Venons-en donc maintenant au cas de Shlomo Sand, si communément juif par certains aspects. Lordon écrit :
« ‘‘Juif’’ lui semble une qualité identitaire intrinsèquement problématique, en fait introuvable dès lors qu’on entend la débarrasser de tout élément religieux pour tenter de la constituer en identité laïque. »1
Lordon prétend ne pas prendre parti sur cette question, mais s’intéresse à l’attitude paradoxale de Sand (typiquement juive), qui consiste à récuser son identité juive mais à revendiquer son identité israélienne.
« Pour le meilleur ou pour le pire », résume Lordon, « Israël est le sol qui fait la matérialité concrète de mon existence et, de cela, je ne saurais m’abstraire. La politique du gouvernement israélien m’est odieuse et je la conteste avec la dernière vigueur. Mais rien de cela ne détermine que je cesse d’habiter ce lieu et d’être membre de sa communauté, matérielle et politique, citoyen accablé de la politique de cet État, mais citoyen quand même, ‘‘à mon corps défendant’’ – en réalité à mon corps permettant, et de la ‘‘permission’’ toute physique de l’être-là. »
Cette conception du corps défendant et permettant est évidement un peu délirante, et constitue à nouveau une balle dans le pied de son propre argumentaire.

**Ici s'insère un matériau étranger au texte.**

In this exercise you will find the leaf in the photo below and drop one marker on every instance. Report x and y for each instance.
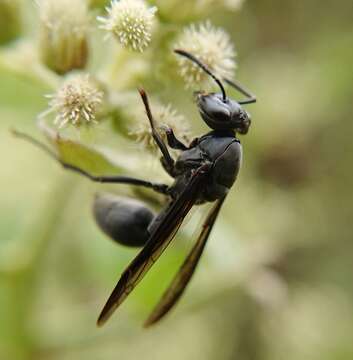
(83, 156)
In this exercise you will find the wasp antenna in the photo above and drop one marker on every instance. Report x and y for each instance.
(204, 68)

Car ce sophisme s’applique tout autant à un Lordon qui n’a pas quitté la France (où il jouit d’un certain nombre de privilèges propre à l’intellectuel installé, tout comme Sand en Israël), qui n’a pas que je sache brûlé sa carte d’identité française, en dépit de la politique odieuse du gouvernement Macron !
Puis Lordon quitte sans prévenir ce terrain miné de la question juive et continue sa réflexion, passionnante, sur l’imperium…
Je rajouterai donc en conclusion quelques considérations de mon cru sur le cas et surtout sur les idées de Shlomo Sand.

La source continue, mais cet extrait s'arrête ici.